出入国在留管理庁「現行入管法の課題」広報の偏見
2023年02月27日
2年前の通常国会に提出されたものの、名古屋入管に収容中だったスリランカ人女性ウィシュマ・サンダマリさんが死亡した問題によって廃案になった入管法改正案。その骨格を維持した法案を、政府は開会中の今国会での成立を目指しています。「理解」を求めて、現行法で生じている「課題」を強調する政府の広報に、外国人の人権保護に取り組む児玉晃一弁護士が反論します。
2023年2月20日、出入国在留管理庁がWebサイトで「現行入管法の課題」を公表しました。
2021年12月に出された「現行入管法上の問題点」については、以前に論座で〈「前科者は送還してしまえば良い」という政策は政府の方針にも反します~入管庁資料「現行入管法上の問題点」の問題点〉として書かせて頂きましたが 、今回の「現行入管法の課題」は、その時に指摘したものだけでなく、問題のある記述が多々見受けられます。
今回の「現行入管法の課題」は表紙含めてスライド5枚。前回の「現行入管法上の問題点」は18枚でした。凝縮されている分、ともかく、「送還忌避者」や難民申請者が、重大犯罪者であるかのごとき記述が目立ちます。
稲葉さんは、また、「論理的に破綻した政策をどう押し通すのか。古今東西の政権が幾度となく活用してきたのが、マスメディアを使って人々の感情に訴える手法である。」、「一部の人たちにマイナスイメージを付与することで、自らが実現したい政策を後押しする方向に世論を誘導するのは、古典的な手法である。」とも指摘しています。

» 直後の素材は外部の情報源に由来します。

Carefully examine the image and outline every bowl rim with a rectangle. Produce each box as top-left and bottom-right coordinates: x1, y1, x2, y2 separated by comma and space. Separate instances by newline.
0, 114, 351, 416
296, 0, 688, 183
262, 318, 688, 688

「現行入管法の課題」では、2021年12月末時点で、出入国在留管理庁のいう「送還忌避者」3224人のうち、約3分の1の1133人が前科を有する者としていますが、そのうち実刑判決を受けた人は515人です(スライド3枚目)。
ですが、2021年12月末時点で入管に収容されている被収容者は、入管統計によれば全国で124人です(※1)。 収容されている124人のうち、何人が出入国在留管理庁の定義する「送還忌避者」で、かつ前科を有するのかはわかりませんが、仮に全員だったとしても、残りの1000人以上は収容されていない、つまり仮放免されていることになります。したがって、入管自身が社会内での生活を認めている訳です。とりたてて問題視する程のことではないことがわかります。
※1:なお、長期収容が予定されている入国者収容所東日本入管センター及び同大村入管センターの合計は31人に過ぎません。
そして、前科があるからと言って、送還してしまえば良い、というのは、再犯防止のために最も重要な住居と雇用を奪うことに繋がりかねません。それは、国際的な犯罪防止を謳った2021年京都コングレスの決議にも反することは、以前〈「前科者は送還してしまえば良い」という政策は政府の方針にも反します 入管庁資料「現行入管法上の問題点」の問題点〉で述べたとおりです。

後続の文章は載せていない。